Lawrence A. Cunningham · April 2009
77 GEO. WASH. L. REV. 685 (2009)
Professor Robert Ahdieh offers to reinterpret the debate over whether state competition for corporate charters leads to more or less optimal results—a race to the top or bottom. He presents the more modest stances taken by the debate’s titans, William Cary and Ralph Winter, and suggests narrower differences between them than appeared in later literature. Referring to this “race debate” as “the starting point for the study of corporate law,” Professor Ahdieh opines that the literature overvalues state charter competition for corporate governance and underappreciates advancing corporation law’s normative end to address the costs of separation of ownership from control in the modern public corporation.
In this Comment on Professor Ahdieh’s article, several threshold quarrels concern what may be perceived as some overstatement in the piece. First, it is not obvious that the question of state charter competition is the starting point for the study of corporation law. Second, the article may overstate how often or seriously scholars make or take assertions about federal corporation law being presumptively inefficient or that the Sarbanes-Oxley Act is automatically suboptimal because it is a federal rather than a state statute. Third, although the article suggests that it is inaugurating a conversation, discourse transcending the race debate has been ongoing for some time. Fourth, one may question assertions that there is a lack of topics for discussion in corporation law or a lack of scholarship addressing the mechanisms and roles of markets in corporate practice and governance.
These objections aside, what is new in the article is a crystallization of the importance of institutional design. Professor Ahdieh may be right about the need for greater attention to questions of institutional design in corporate law scholarship. In particular, an interesting argument holds that there is nothing inevitable about the characteristics of federal corporation law that should be feared by devotees of state corporation law production.
The following analysis first reviews Professor Ahdieh’s corrective account of the state competition debate and its identification of what is significant about that competition (regulating the regulators). It critiques discussion of implications for federal corporation law that Professor Ahdieh highlights as among the most significant subjects to which his article contributes, challenging some grounds for supposing that federal corporation law would be enabling and detailing the larger quarrels referred to above.

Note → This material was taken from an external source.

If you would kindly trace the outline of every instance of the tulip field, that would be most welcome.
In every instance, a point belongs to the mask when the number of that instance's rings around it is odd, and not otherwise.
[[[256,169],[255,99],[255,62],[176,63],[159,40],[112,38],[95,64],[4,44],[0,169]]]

Nevertheless, this analysis then takes up Professor Ahdieh’s implicit invitation to meditate on the possible form that federal corporation law may plausibly assume. This discussion suggests that, despite longstanding evidence, beliefs, and prescriptions to the contrary, it is possible to imagine federal corporation law that is enabling. Recent deregulatory proposals by the U.S. Department of the Treasury (“Treasury Department”) in cognate fields suggest examples of how this could work, involving consolidation of regulatory power in the federal government and substantial delegation of that power to self-regulatory organizations, especially stock exchanges. In turn, this deregulatory stance may be sustained when one considers that Washington’s regulatory monopoly in securities regulation may be ending amid globalization because numerous other national regulators and exchanges now compete with the United States.
One practical result of global regulatory competition is that market-driven regulation of the regulators becomes stronger. A contending academic result is that opponents of regulatory competition, concerned that it ratchets quality regulation down, may not embrace that competition either. For them, amid capital market globalization, search for a form of transnational consolidated supervisor may be necessary—precisely to provide mandatory, rather than enabling, regulations. The state corporation law race debate that Professor Ahdieh opposes may simply be replayed as an international securities regulation race debate. Ultimately, however, political realities accompanying the 2008–09 global economic crisis, revealing both market failure and regulatory weakness, do not create an auspicious time for such deregulatory reform. Proposals presented as alternatives to the Treasury Department’s suggest just such a search for international regulatory consolidation. Yet, just as Professor Adhieh emphasizes, reform discussions—whatever shape they take—should engage with questions of institutional design.